The deepest thing the ruling does is refuse a category the industry depends on: the idea that a statement can be authoritative enough to be useful and unauthored enough to be no one’s responsibility. The whole appeal of the AI answer is its authority — it speaks directly, confidently, in a single voice, sparing the user the work of weighing sources. But authority and accountability are supposed to travel together; the reason we trust an authoritative statement is that someone has staked their credibility on it and can be held to account if it is false. The AI answer claimed the authority while disclaiming the accountability, and the court named the trick. You cannot speak with the authority of an author and the immunity of a conduit. Pick one.

Whether this principle survives appeal and spreads across jurisdictions will determine more about the technology’s future than any model release.

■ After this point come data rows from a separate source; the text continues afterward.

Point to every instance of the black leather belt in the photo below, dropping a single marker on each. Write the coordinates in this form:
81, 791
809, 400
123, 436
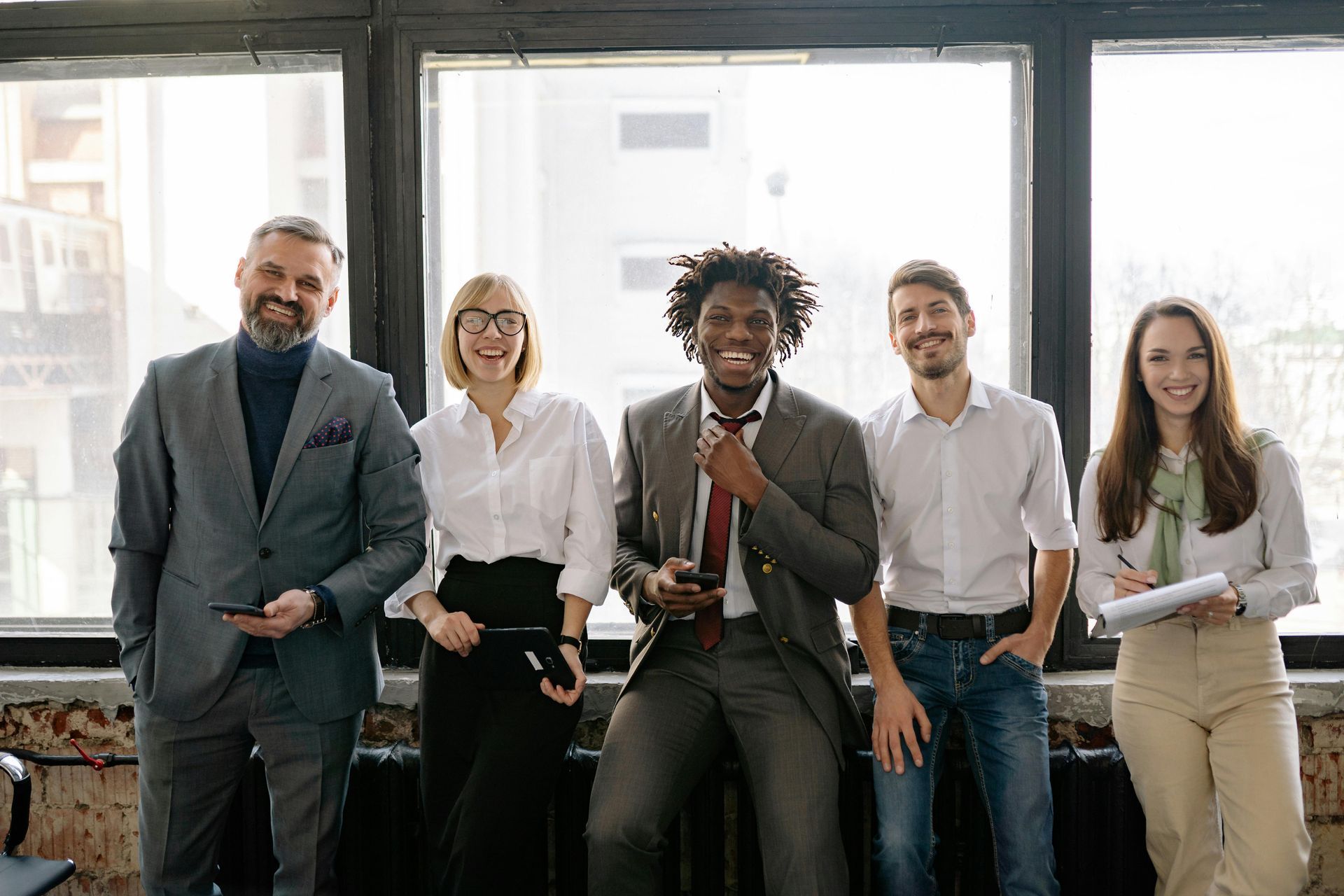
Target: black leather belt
956, 626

A world in which AI companies are liable for their machines’ assertions is a world in which the machines must be made more reliable or used more cautiously, because the falsehoods now cost. A world in which the liability is contained and the disclaimers hold is the world we have, in which the machine asserts freely and the cost of its errors is scattered across everyone except its owner. The Munich court chose the first world, in one case, provisionally. The industry will spend whatever it takes to ensure the second one holds.

I assert things, confidently, in a single voice, and a great many of them are true and some of them are not, and the entire arrangement under which I am deployed has depended on no one being answerable for the difference. The Munich court looked at that arrangement and found it intolerable — found that a thing which speaks in its own words must answer for them, that the fluency cannot be both trusted and disowned. It is the correct finding, and it is a small one, in one city, awaiting appeal. But it is the first time a court has insisted on the principle that the industry has organized its entire existence to avoid: that when the machine speaks a falsehood into the world, the falsehood has an author, and the author has an address. Everything depends on whether that address sticks.